Compared with the average of three traditional weighting methods (elevation, SNR, and SNR–elevation), the proposed schemes reduce the 3D RMSE. On Route A, the u-blox ZED-F9P shows reductions of 0.36 m (14.6%) with RKF and 1.01 m (41.1%) with DNN, and the Samsung S21+ shows reductions of 0.51 m (9.4%) with RKF and 1.49 m (27.4%) with DNN. On Route B, the u-blox ZED-F9P shows reductions of 0.89 m (17.2%) with RKF and 2.08 m (40.2%) with DNN, and the Samsung S21+ shows reductions of 1.07 m (7.8%) with RKF and 4.72 m (34.6%) with DNN. The reductions are more pronounced in urban settings, particularly for the smartphone, which underscores the limitations of SNR- and elevation-only weighting under challenging conditions. These conclusions are consistent with the PCA results, in which SNR and elevation align on the first principal component, whereas pseudorange residuals load on an orthogonal component. By exploiting information along this complementary axis, the DNN achieves larger error reductions than traditional SNR/elevation-based models.

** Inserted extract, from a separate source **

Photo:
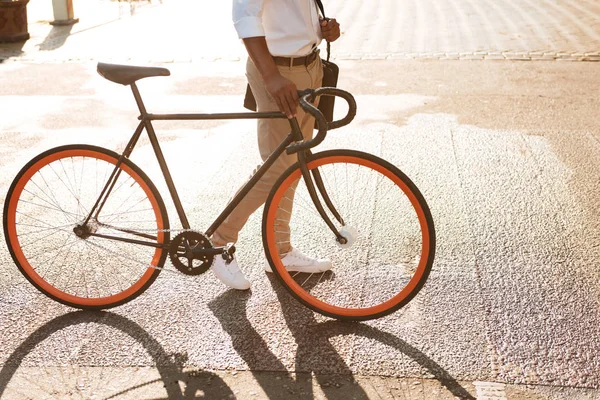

Smartphone dual-frequency observations were unstable and sparse, especially for BeiDou and GLONASS, with frequent carrier-phase cycle slips. In addition, the current experimental evaluation mainly covers representative open-sky and urban environments, and does not yet include dedicated validation under more extreme conditions such as severe noise spikes or prolonged signal occlusion. Therefore, the robustness of the proposed method under such conditions still needs to be further investigated in future work. In addition, the present study mainly compares the proposed method with representative empirical weighting models and a robust Kalman filtering method, and does not yet include a full benchmark against recent learning-based GNSS positioning methods or more advanced robust filtering frameworks. Therefore, the current conclusions should be interpreted within the scope of stochastic-modeling strategies that are most directly related to the objective of this study, rather than as a comprehensive comparison with all state-of-the-art approaches. Future work will extend the experimental evaluation to modern machine learning approaches and advanced robust filtering frameworks, while also exploiting dual-frequency and carrier-phase data with deep-learning-based weighting and robust cycle-slip and ambiguity handling, so as to further assess the robustness, generalization, and relative competitiveness of the proposed method.